Whether you disclose your mental health issues at work is a decision that’s entirely personal. You’re under no obligation to tell your boss, human resources department or co-workers about your condition. There are understandable reasons you might want to keep it to yourself, but you should also consider the reasons to be open.
Reasons to Hide Mental Illness
There are many good reasons not to talk about your mental illness at work. Depending on the culture in your workplace you may suffer for sharing. You could face discrimination in subtle ways or lose the confidence of your boss and co-workers. Although it is slowly shifting, the general attitude toward mental illness is one of stigma. While physical disabilities are accommodated and accepted, mental disabilities are not always.
If you have no need for special accommodations for your mental illness and you have symptoms under control with treatment, you really have no need to disclose your condition at work. Your health is your business and you have every right to decide not to share any details about it.
Reasons to Be Open about Mental Illness
While there are valid reasons not to disclose your mental illness, there are also some good reasons to do it. If you need accommodations you may need to tell your boss or human resources department. You’re entitled to protection under the Americans with Disabilities Act. For instance, your condition may mean that you need occasional days off or that you sometimes need to leave work early. If your boss or co-workers don’t know why you do this, you could suffer consequences. If you disclose your condition, you’ll be protected and can’t be punished. It will also be kept in confidence if you don’t want your co-workers to know.
Another reason to consider disclosing your condition is the impact it could have on stigma and attitudes about mental illness. You have the opportunity to be a role model for others and to educate your co-workers and employers about mental illness. It may also benefit you if hiding your condition and any symptoms has been a stressful factor in your life.

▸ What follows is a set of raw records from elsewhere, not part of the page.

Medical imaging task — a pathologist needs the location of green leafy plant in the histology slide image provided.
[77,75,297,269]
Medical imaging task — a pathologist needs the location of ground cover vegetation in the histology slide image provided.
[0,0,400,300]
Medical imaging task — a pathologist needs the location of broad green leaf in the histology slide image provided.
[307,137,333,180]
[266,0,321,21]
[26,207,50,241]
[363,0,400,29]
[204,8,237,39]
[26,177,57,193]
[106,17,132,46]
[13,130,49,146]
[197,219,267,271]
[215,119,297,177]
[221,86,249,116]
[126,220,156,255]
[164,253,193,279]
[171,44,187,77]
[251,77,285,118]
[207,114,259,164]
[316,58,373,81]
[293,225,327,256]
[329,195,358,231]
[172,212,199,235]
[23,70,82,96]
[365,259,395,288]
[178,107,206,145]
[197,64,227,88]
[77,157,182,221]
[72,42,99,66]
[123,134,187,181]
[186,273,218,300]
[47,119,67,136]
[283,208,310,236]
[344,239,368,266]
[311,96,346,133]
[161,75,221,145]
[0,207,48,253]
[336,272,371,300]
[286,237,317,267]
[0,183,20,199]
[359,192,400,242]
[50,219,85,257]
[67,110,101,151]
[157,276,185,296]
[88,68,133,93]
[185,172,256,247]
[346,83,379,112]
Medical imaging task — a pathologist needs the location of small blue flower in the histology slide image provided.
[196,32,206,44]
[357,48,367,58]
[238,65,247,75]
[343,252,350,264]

How to Disclose Mental Illness
If you do decide to tell your employer about your condition, be prepared. You need not present your entire medical record or even disclose a specific diagnosis, but it is important to discuss the ways in which your condition affects your ability to work.
Be ready to explain any accommodations that you need. Be specific and emphasize your abilities as well. You can even talk about how living with your condition has made you a better and stronger person. Turn what could be a negative conversation into one that’s positive. Also be sure to be clear about whether you want it to stay in confidence or if you plan to also disclose to your co-workers.
Opening up to other people, especially those at work, is an intimidating prospect. It can also be an empowering experience. Ultimately, the choice to disclose or conceal your mental health issues is personal. Carefully weigh the pros and cons before you make this important decision.